Prof. Dr. Hakan Leblebicioğlu, hastaların klinik durumunun ağırlaşmadan ilgili merkezlere sevk edilmesinin, tanı, takip ve destek tedavisi açısından önemli olduğunu söyledi.
Ondokuzmayıs Üniversitesi (OMÜ) İnfeksiyon Hastalıkları ve Klinik Mikrobiyoloji Ana Bilim Dalı Başkanı ve Sağlık Bakanlığı KKKA Bilim Kurulu üyesi Prof. Dr. Hakan Leblebicioğlu, hastaların klinik durumunun ağırlaşmadan ilgili merkezlere sevk edilmesinin, tanı, takip ve destek tedavisi açısından önemli olduğunu söyledi.
Son günlerde OMÜ Tıp Fakültesine sevk edilen KKKA şüpheli hastalardaki ölümlerle ilgili AA muhabirine açıklamada bulunan Prof. Dr. Leblebicioğlu, üniversite hastanesinde Sağlık Bakanlığı verilerine göre geçen yıl laboratuvar olgusu doğrulanmış 119 hastadan 9’unun hayatını kaybettiğini bildirdi.
Bu yılın nisan, mayıs ve haziran aylarında ise KKKA ön tanısı ile hastaneye gelen 105 olgudan 38’nin tanısının doğrulandığını ve bunlardan yatarak tedavi gören 3 hastanın hayatını kaybettiğini belirten Prof. Dr. Leblebicioğlu, bir hastanın ise acile geldikten kısa süre sonra öldüğünü kaydetti.
Özellikle bu yıl hastalığın görüldüğü bölgelerde ikinci basamak hastanelerde yoğun olarak KKKA hastalığı takibi yapıldığını anlatan Prof. Dr. Leblebicioğlu, komplikasyon gelişmiş ya da gelişme riski olan daha ağır vakaların OMÜ Tıp Fakültesi Hastanesine sevk edildiğini vurguladı.
KKKA hastalığında, hastaların klinik durumunun ağırlaşmadan ilgili merkezlere sevk edilmesinin, tanı, takip ve destek tedavisi açısından önemli olduğunu belirten Prof. Dr. Leblebicioğlu, gecikmelerin ölüm riskini artırdığını ifade etti.
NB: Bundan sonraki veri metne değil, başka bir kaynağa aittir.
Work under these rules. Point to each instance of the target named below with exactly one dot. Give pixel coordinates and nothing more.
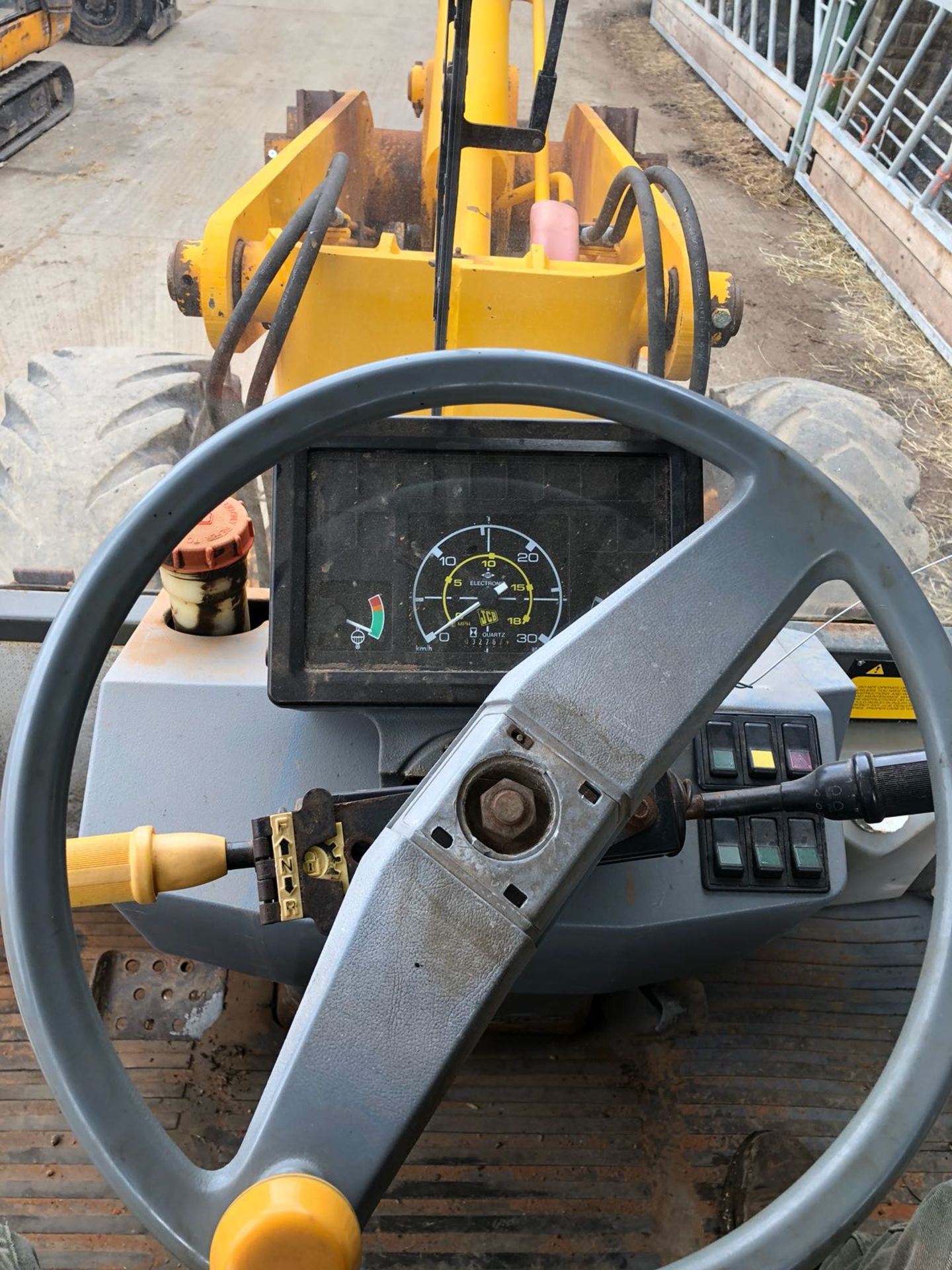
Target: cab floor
(601, 1148)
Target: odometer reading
(488, 587)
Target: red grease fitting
(555, 226)
(221, 539)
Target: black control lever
(862, 788)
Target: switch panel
(768, 851)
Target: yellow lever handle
(118, 868)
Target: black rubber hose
(633, 189)
(697, 261)
(321, 219)
(252, 296)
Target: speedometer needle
(499, 588)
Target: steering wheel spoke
(413, 969)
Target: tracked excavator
(34, 95)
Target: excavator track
(33, 98)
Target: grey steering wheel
(610, 702)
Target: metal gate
(856, 98)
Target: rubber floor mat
(603, 1148)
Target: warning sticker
(880, 691)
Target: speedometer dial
(487, 587)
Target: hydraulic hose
(252, 296)
(323, 216)
(631, 189)
(697, 262)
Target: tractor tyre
(106, 22)
(81, 440)
(850, 439)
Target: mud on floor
(603, 1148)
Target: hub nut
(508, 810)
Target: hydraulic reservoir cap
(206, 574)
(288, 1222)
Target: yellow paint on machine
(880, 691)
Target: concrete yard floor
(163, 134)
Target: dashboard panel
(418, 563)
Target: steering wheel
(434, 926)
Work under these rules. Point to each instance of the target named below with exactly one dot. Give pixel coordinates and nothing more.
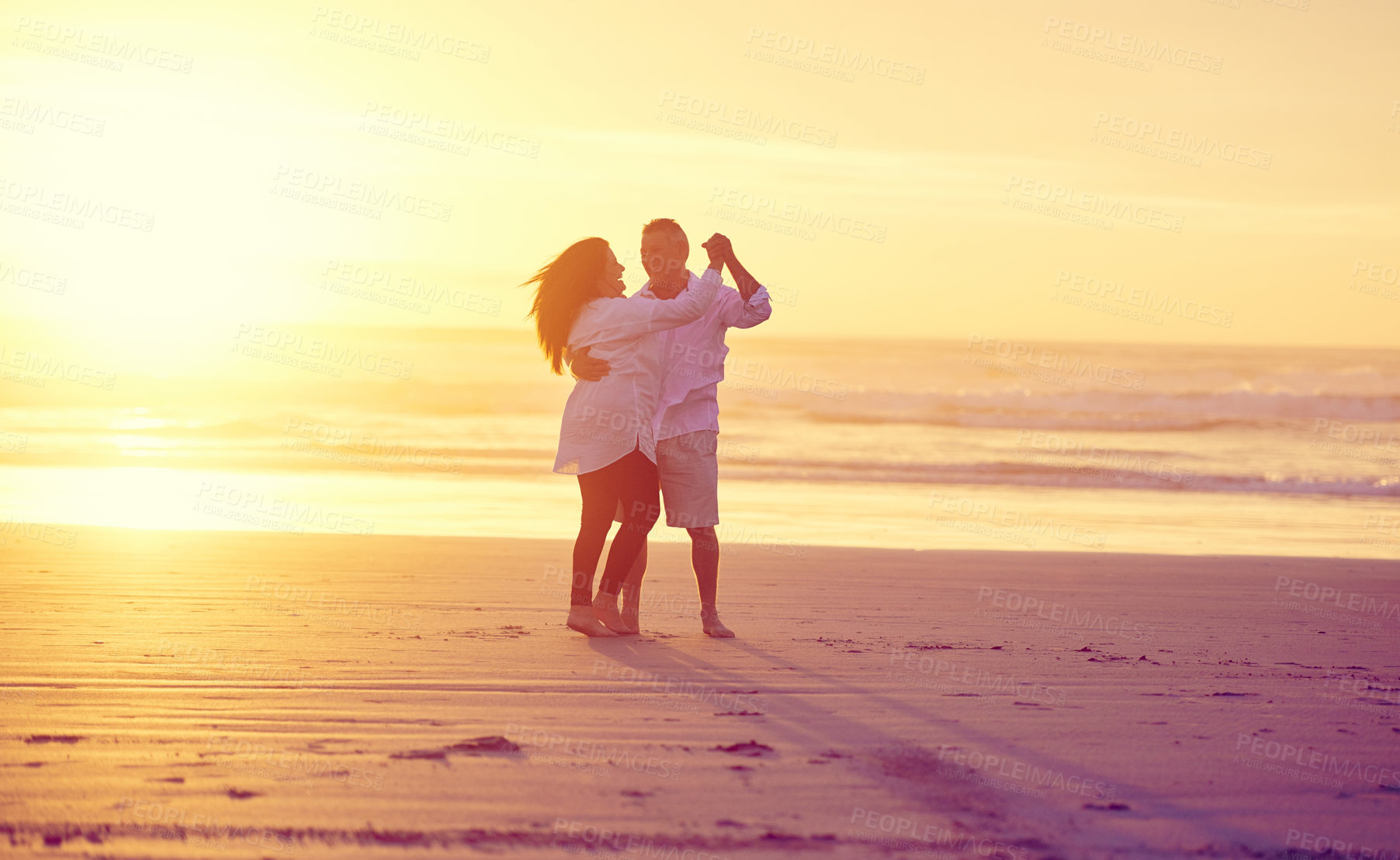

”Özellikle geç dönemde başvuran, bilinç değişikliği ve kanama gibi komplikasyonları gelişen hastalarda ölüm riski artmaktadır” diyen Prof. Dr. Leblebicioğlu, bu nedenle bu tür hastaların eğer üçüncü basamak sağlık hizmeti veren bir merkeze sevk edilecekse bunun en kısa sürede yapılmasının hayati olduğunu söyledi.
Bu anlamda KKKA şüpheli hastaların iyi izlenmesinin çok önemli olduğunu belirten Prof. Dr. Leblebicioğlu, şunları kaydetti:
”KKKA olan hastaların bir kısmında ise kene teması hikayesi her zaman bulunmamaktadır. Bu nedenle riskli kırsal bölgelerde yaşayan kişilerde kene tutunma hikayesi olmasa bile ateş, halsizlik, bulantı, kusma ve kanam belirtileri mevcut ise KKKA incelemesi yapılmalıdır. Özellikle hastaların klinik durumu ağırlaşmadan ilgili merkezlere sevk edilmesi, tanı, takip ve destek tedavisinin erkenden yapılmasını sağlayacaktır.”
Prof. Dr. Leblebicioğlu, KKKA’da ana tedavinin destek tedavisi olduğunu, bunun da trombosit desteği, taze donmuş plazma verilmesi, kan transfüzyonu ve komplikasyonlara yönelik tedaviden oluştuğunu da sözlerine ekledi.